R&D teams are a significant element in building a business that can innovate and compete in today’s modern economy. Companies that push the technological frontier are those best equipped to survive in the coming years and decades.
But what does it take to actually build an R&D team that gets things done? Firms are often wary of investing large sums of money into unproven technologies or individuals. What’s more, projects often come up short, not providing the results that people had hoped for.
In this post, we take a look at how to build a research and development team from the ground up. Try the following:
Create An Overarching Vision
R&D work is often trial and error. When you are pushing the frontiers of knowledge, there are no guarantees.
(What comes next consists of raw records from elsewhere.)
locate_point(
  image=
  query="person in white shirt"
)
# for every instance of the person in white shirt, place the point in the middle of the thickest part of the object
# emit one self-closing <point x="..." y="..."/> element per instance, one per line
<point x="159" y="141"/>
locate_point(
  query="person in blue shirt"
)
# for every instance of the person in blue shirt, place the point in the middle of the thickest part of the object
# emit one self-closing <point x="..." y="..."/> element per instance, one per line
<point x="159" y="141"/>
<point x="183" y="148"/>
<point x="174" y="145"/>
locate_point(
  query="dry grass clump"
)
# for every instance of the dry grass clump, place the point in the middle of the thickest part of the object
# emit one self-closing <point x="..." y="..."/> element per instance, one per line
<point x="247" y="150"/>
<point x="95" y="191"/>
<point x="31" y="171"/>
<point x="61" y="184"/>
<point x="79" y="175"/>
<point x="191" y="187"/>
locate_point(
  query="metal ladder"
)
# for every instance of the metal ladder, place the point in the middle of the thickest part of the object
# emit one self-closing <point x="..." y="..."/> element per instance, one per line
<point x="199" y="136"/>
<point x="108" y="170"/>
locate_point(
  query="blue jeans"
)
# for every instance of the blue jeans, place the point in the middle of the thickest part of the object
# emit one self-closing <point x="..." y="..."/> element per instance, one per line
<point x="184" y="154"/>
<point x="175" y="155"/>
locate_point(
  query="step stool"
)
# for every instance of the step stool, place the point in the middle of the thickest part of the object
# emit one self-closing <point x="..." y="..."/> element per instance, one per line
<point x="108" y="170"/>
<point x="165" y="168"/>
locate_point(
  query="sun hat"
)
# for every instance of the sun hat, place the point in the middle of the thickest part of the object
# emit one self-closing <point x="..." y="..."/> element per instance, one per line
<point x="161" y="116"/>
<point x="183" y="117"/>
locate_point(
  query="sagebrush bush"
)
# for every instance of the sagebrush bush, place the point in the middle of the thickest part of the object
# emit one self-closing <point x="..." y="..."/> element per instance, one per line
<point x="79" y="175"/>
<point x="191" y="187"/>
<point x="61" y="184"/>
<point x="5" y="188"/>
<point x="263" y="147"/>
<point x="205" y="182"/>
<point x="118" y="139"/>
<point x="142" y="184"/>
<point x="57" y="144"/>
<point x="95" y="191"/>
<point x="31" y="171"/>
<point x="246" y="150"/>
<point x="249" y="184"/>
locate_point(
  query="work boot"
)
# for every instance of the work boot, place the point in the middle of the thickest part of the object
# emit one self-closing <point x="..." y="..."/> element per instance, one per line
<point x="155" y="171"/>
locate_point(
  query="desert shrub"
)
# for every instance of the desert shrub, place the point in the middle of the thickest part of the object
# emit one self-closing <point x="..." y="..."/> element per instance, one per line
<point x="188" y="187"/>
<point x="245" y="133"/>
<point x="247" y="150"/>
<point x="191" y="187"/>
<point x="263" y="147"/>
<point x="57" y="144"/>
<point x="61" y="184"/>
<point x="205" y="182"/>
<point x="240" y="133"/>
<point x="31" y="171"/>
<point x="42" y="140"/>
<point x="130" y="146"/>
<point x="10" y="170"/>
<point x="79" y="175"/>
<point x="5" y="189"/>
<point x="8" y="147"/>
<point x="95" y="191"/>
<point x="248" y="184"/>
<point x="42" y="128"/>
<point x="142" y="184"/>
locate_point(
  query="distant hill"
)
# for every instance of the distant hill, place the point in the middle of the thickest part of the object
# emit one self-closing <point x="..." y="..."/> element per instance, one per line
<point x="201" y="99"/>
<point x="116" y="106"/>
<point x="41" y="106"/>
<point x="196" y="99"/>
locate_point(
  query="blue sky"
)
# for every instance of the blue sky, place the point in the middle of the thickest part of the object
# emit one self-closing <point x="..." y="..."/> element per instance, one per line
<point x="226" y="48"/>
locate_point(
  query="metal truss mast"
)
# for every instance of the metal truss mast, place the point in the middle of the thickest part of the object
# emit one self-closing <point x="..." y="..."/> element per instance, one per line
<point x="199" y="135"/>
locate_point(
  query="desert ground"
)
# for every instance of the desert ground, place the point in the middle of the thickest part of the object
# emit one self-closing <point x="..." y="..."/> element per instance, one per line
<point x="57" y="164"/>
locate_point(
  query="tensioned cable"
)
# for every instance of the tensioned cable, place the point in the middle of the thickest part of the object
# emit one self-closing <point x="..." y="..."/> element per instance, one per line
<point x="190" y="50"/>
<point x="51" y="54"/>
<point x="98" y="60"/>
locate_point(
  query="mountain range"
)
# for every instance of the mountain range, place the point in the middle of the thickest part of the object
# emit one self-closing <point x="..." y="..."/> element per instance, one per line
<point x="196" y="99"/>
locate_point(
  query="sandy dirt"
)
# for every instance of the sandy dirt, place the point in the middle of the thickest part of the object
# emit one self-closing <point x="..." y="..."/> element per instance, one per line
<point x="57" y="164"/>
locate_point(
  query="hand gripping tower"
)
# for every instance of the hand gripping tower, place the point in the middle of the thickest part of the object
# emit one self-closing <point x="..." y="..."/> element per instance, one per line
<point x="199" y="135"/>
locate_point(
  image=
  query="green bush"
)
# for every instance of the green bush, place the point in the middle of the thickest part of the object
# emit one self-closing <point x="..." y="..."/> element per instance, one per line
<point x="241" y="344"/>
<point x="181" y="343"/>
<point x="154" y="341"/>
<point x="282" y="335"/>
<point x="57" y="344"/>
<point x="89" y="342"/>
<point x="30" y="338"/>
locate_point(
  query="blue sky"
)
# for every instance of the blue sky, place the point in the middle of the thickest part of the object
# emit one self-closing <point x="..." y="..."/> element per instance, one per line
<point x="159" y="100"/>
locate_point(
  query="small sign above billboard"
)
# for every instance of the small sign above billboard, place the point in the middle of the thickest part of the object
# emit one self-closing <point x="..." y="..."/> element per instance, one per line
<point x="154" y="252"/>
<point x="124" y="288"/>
Even so, team members need a vision. They need to understand what they are trying to achieve. The more they keep their eyes fixed on the goal, the more likely they are to develop helpful solutions.
What might an overarching vision look like? Well, suppose that the R&D firm is working on new battery technologies. They could, for instance, have the goal of creating a new battery technology that works better than the current state-of-the-art.
Define Goals And Objectives
The next step is to define various goals and objectives that you expect the team to meet. These need to be specific and time-bound. For instance, when will you develop this new battery technology. How long, approximately, do you think that it will take?
Create The Right Environment
You’ll also need a high-quality lab in which to do research. However, you may not have the skills necessary in your organization to create one. If you are a startup, you might have access to an incubator, but spaces in these organizations are rare.
Firms, such as LOC Scientific, recommend working with partners. The idea is to pair with a company that has experience building labs in your industry so that your team can get the tools it needs to thrive.
Experiment, But Also Focus
Once you have your goals written down and a lab set up, you’ll need to strike a balance between experimentation and focus. Experimentation is necessary because it helps your team discover the unexpected. However, focus is also essential. You need to ensure that the team remains on track and doesn’t go down a blind alley.
Naturally, to get this balance right, you’ll need expertise. As a general rule of thumb, only engage in projects that will add value to your business. Side projects might appear interesting, but unless you can sell them or use them to compete with your rivals, they aren’t much use.
Give Your R&D Team Independence
Lastly, stifling an R&D team doesn’t produce the best results. Instead, you want to ensure that individuals have opportunities for professional growth. Sometimes, that will mean making mistakes, but that’s okay. It’s all a part of the continuous learning process and getting new ideas off the ground.